Ok so I finally hit a snag. I've noticed that my press is running about twenty degrees hotter than it reads. I've been pressing hot peel ink jet at 355 but when I put my temp gun on the heat it read 375! The teansfers are fine but i will be contacting someone ay HPN to see if it can be fixed.


----------



## HeatPressNationJ (May 2, 2011)

Hi inkdrips, please do call us during business hours (M-F 8:30AM-5:30PM) to resolve. There is calibration capability on your computer gauge that allows us to make this adjustment.

These machines are calibrated at the factory prior to shipment. We do typically recommend a touch sensor rather than an infrared heat gun for these readings. The infrared heat guns can be susceptible to false readings, as they can sometimes be affected by off angle shooting, the teflon coating, color of the surface being measured, etc. 

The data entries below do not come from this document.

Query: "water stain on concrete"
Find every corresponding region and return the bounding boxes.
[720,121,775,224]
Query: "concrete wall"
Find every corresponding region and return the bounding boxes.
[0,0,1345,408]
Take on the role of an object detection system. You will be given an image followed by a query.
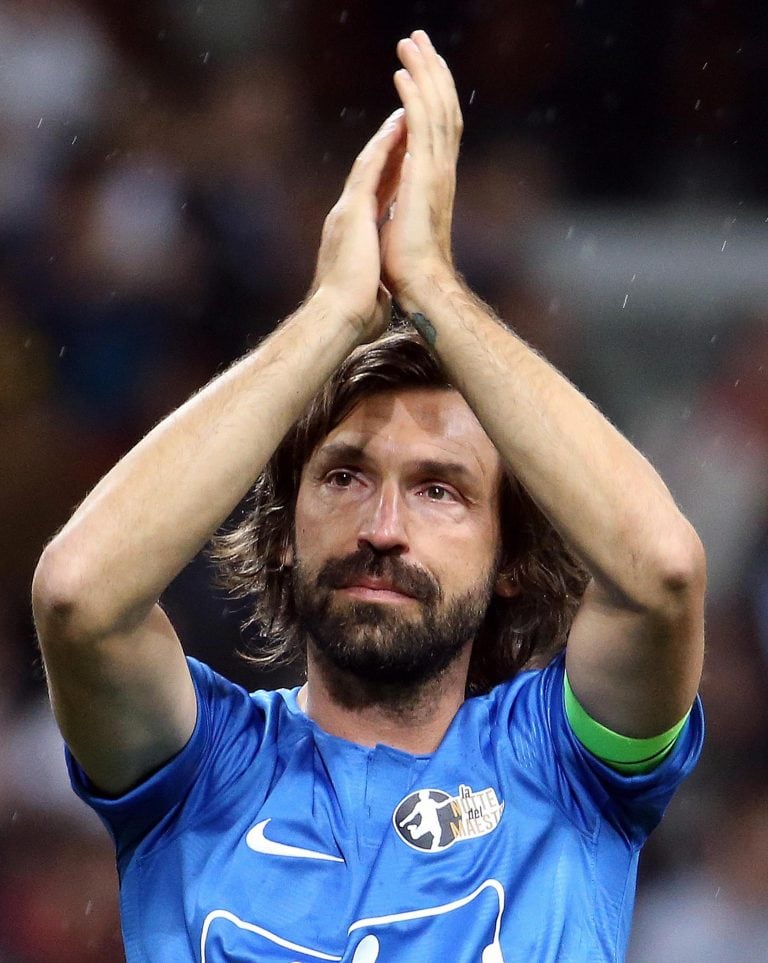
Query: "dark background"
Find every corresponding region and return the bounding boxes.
[0,0,768,963]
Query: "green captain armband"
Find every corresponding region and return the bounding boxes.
[563,674,691,775]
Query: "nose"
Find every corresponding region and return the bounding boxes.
[357,482,408,555]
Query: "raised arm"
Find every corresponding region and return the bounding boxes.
[32,109,403,794]
[383,31,705,738]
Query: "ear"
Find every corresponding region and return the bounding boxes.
[493,572,520,599]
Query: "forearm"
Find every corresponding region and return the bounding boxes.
[36,292,366,634]
[399,274,698,607]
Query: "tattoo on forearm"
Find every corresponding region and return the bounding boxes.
[408,311,437,348]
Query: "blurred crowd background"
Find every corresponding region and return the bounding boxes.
[0,0,768,963]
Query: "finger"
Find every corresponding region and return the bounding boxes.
[411,30,462,137]
[376,120,406,224]
[397,37,444,122]
[394,69,433,157]
[344,108,404,195]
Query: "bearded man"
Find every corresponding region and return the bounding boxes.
[33,31,705,963]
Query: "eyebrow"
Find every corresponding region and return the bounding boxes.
[317,441,479,484]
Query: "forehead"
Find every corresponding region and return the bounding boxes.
[315,388,501,481]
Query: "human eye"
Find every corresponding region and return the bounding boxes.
[420,483,456,502]
[325,468,355,488]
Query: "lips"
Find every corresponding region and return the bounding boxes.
[342,578,414,599]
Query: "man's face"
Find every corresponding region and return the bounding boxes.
[293,389,508,687]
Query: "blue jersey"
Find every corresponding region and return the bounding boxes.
[69,656,703,963]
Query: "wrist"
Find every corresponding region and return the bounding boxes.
[393,264,464,317]
[302,284,375,347]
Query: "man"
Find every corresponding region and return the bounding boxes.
[33,31,705,963]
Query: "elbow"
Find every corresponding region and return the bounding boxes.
[658,521,707,612]
[32,540,103,645]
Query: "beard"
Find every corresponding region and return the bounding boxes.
[292,548,496,705]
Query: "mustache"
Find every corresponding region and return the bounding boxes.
[317,548,442,602]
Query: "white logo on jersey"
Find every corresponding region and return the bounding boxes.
[392,785,504,853]
[200,879,505,963]
[245,819,344,863]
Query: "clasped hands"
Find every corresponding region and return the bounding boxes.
[312,30,462,342]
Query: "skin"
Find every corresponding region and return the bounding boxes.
[32,31,706,794]
[295,389,514,752]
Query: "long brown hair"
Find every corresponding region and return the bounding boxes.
[211,329,588,695]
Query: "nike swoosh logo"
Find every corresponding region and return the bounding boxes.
[245,819,344,863]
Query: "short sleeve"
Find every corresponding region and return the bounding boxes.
[504,654,704,846]
[65,658,264,863]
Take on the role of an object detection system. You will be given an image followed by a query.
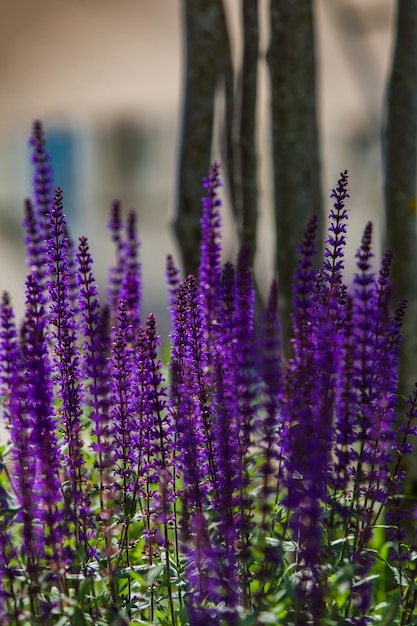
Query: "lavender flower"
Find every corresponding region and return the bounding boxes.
[77,237,113,515]
[23,275,66,569]
[198,163,222,343]
[47,189,90,539]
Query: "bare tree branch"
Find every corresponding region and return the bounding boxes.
[267,0,322,352]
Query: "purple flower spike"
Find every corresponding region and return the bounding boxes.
[0,292,19,427]
[292,215,318,359]
[29,120,53,224]
[77,237,113,510]
[23,275,66,567]
[107,200,124,320]
[198,163,222,343]
[23,199,47,281]
[120,211,142,330]
[48,189,89,523]
[166,254,180,319]
[322,170,349,291]
[110,300,138,490]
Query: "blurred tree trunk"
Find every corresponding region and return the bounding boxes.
[174,0,322,351]
[233,0,259,266]
[267,0,322,354]
[383,0,417,396]
[174,0,233,274]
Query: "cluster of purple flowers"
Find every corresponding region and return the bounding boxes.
[0,122,417,626]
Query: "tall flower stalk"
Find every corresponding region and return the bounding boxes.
[0,140,417,626]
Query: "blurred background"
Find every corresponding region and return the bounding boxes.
[0,0,394,337]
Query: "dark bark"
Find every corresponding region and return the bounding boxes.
[174,0,233,274]
[383,0,417,395]
[267,0,322,353]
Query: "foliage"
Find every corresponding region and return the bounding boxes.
[0,123,417,626]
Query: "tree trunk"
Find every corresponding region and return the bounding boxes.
[383,0,417,395]
[234,0,259,266]
[267,0,322,354]
[174,0,233,275]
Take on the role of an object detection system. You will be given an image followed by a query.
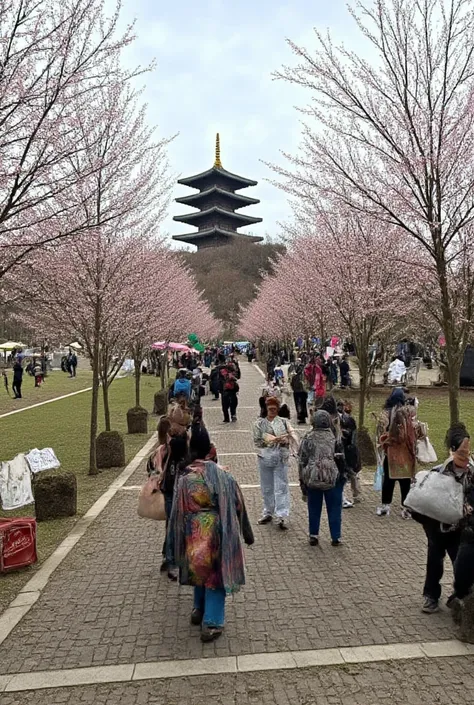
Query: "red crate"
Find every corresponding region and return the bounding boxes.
[0,518,38,573]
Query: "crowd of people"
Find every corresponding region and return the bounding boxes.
[148,351,474,642]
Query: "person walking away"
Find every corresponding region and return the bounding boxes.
[338,401,361,509]
[222,365,239,423]
[377,387,417,519]
[12,359,23,399]
[253,397,298,531]
[69,352,77,377]
[168,368,191,403]
[209,366,219,401]
[167,427,254,642]
[160,434,188,581]
[339,355,351,389]
[298,410,345,546]
[267,352,278,379]
[412,423,474,614]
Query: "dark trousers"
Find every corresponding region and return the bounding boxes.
[308,482,344,541]
[454,543,474,600]
[382,458,411,504]
[293,392,308,423]
[222,392,239,421]
[423,524,460,600]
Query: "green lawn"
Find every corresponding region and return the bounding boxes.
[0,360,92,415]
[335,388,474,470]
[0,375,160,612]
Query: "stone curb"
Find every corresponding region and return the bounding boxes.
[0,639,474,693]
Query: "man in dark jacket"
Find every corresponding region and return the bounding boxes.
[289,362,308,425]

In any case, we're happy to help. We look forward to hearing from you.


----------



## SwagFactory (Dec 19, 2011)

I just bought the same machine, what time and temperature do you typically use? I'm trying to have as few trial and error sessions as possible to get it right


----------



## inkdrips (Aug 16, 2010)

Depending on what im pressing I usually go 5 degrees higher than reccomended and a few seconds more as well. Transfer express plastisol transfers are 8 seconds at 345 hot peel. They come out great. Express names and numbers are all working great. I also use JPSS for lights and darks and havent had too many problems. The customer service with HPN has been quick and very helpful as well. Oh and be aware if your temperature gague is reading in farenhiet or celcius.


----------



## HeatPressNationJ (May 2, 2011)

Thanks for your purchase, SwagFactory! The time, temperature and pressure settings do very much depend on the application material that you are working with.

We recommend using the recommendations of time/temperature/pressure that your application provides you as a baseline. You are combining a number of different variables in your specific heat press, transfer material, t-shirt material, climate, etc, so it is your responsibility to increase and decrease the time/temperature/pressure settings to hone down on the settings that provide the best results for you.

We would recommend perhaps cutting your transfers in quarters and working with these settings. Perhaps after you've completed your transfers, throw them in the washing machine to test resilience against peeling/cracking/fading etc. You should be able to find the best combination quickly and be able to produce in volume after that. 

Hope that helps, please let us know if we can be of more help!


----------



## TTUCKERART (Jan 8, 2014)

I am happy I came across this post I have been looking at the HPN models myself a 15"x15" multi swing press. One of the issues I had was with being worried about support but it seems like many of the companies pay attention to the forums and try to resolve issues. Have you tried any of the attachments or did you just get the flat press?


----------